L'annonce a été faite par la Présidence de la République dans un communiqué dans lequel il est stipulé que le Haut Commissaire présidentiel pour La Paix, Luis Carlos Restrepo, avait été autorisé par le président Alvaro Uribe a agir dans ce sens, et que ce conseiller "avait déjà fait les premiers pas".
Selon le communiqué, il a été permis à Restrepo "de travailler avec une Commission Internationale pour rechercher un accord humanitaire qui permette la libération des kidnappés en pouvoir des Farc".

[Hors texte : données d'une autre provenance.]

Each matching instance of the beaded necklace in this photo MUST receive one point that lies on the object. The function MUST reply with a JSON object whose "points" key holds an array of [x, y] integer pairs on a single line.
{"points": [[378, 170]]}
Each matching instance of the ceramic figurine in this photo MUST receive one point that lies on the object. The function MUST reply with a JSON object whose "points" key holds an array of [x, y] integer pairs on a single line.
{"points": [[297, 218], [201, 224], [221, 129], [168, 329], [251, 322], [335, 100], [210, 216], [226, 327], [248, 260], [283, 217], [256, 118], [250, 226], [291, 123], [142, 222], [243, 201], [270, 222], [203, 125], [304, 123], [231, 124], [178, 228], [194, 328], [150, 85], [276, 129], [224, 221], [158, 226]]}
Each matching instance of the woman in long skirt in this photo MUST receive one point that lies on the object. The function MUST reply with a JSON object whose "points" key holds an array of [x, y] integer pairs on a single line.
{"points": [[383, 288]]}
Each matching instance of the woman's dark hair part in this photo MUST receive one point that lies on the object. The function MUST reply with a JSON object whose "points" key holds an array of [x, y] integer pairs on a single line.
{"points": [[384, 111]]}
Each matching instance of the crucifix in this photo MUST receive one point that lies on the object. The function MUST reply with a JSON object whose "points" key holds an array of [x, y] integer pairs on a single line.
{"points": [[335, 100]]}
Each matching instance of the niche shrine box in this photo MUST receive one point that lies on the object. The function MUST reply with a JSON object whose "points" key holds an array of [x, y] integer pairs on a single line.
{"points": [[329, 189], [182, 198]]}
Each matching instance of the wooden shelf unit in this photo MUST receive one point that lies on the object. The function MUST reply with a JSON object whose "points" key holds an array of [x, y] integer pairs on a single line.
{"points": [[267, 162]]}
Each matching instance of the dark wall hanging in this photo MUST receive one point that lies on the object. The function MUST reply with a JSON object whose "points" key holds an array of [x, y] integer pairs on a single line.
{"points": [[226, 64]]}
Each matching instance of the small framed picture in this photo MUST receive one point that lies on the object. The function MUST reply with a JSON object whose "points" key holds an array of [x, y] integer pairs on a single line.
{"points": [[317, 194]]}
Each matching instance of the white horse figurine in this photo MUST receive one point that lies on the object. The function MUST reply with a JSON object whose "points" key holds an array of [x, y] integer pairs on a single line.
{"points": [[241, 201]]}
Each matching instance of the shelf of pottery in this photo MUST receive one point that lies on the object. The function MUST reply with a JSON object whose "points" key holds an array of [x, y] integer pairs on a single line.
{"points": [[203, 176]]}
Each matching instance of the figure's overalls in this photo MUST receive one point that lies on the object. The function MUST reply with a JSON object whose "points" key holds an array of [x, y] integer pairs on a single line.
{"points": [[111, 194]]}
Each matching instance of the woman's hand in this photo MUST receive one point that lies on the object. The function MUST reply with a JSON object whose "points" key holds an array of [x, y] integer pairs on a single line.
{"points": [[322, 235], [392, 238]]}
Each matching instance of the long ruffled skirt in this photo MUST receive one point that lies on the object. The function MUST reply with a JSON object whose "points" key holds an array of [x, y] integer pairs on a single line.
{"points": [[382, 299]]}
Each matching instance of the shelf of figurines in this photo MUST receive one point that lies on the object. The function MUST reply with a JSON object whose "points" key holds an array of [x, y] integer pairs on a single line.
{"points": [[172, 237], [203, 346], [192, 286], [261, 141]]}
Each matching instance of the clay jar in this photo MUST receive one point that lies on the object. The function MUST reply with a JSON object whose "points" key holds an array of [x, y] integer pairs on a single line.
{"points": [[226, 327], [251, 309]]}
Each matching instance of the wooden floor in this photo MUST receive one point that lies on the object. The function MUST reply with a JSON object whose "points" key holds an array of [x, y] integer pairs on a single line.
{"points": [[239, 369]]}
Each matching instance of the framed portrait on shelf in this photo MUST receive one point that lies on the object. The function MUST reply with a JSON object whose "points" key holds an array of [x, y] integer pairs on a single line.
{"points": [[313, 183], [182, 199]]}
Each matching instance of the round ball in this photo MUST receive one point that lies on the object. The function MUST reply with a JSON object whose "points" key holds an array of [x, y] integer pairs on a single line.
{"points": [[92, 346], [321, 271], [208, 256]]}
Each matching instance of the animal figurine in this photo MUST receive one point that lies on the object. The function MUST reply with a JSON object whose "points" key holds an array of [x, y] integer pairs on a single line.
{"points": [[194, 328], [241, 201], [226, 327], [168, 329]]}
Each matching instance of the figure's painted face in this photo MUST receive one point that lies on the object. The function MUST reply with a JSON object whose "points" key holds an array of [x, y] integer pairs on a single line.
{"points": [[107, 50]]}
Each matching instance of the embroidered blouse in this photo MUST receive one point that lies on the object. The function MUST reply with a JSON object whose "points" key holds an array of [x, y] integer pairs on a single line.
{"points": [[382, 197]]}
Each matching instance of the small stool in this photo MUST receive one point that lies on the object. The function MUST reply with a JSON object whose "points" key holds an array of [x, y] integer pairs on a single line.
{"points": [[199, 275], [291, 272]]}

Les Farc détiennent depuis jusqu'à sept ans des dizaines de prisonniers en uniforme, des ex parlementaires, des ex députés régionaux, un ex ministre, un ex gouverneur, trois Américains et l'ex candidate présidentielle Ingrid Betancourt.
Le groupe armé illégal veut les échanger contre cinq cents guérilleros détenus dans les prisons colombiennes, depuis trois ans on n'a jamais avancé dans la conclusion d'un accord basé sur le Droit International, à cause des exigences rigides à la fois du Gouvernement et de la guérilla.
Cette annonce a été faite un jour après que Yolanda Pulecio, mère d'Ingrid Betancourt, soutenue par des partis "verts" des Etats-Unis, de Hollande, d'Australie et de Taiwan, ait redemandé au président Alvaro Uribe de ne pas tenter un sauvetage militaire des captifs.
La mère de la dirigeante politique a réitéré qu'une opération "par le sang et par le feu" mettrait les otages en danger de mort
Cette semaine le journaliste Carlos Lozano Guillén, directeur de l'hebdomadaire communiste "Voz", avait affirmé détenir des information selon lesquelles le président aurait demandé aux forces militaires de tenter une opération de libération des otages.
Ingrid Betancourt, 43 ans, leader du groupe "Oxygène Vert" et qui a aussi la nationalité française, a été capturée en février 2002 dans les forêts du Caquetá avec sa candidate à la vice-président, Clara Rojas.
Les Farc détiennent aussi les contractants américains Marc Gonsalves, Thomas Howes et Keith Stansell, kidnappés dans la même région en février 2003 après que l'avion de tourisme dans lequel ils surveillaient des cultures illicites pour le Département de la Défense des USA ait été abattu.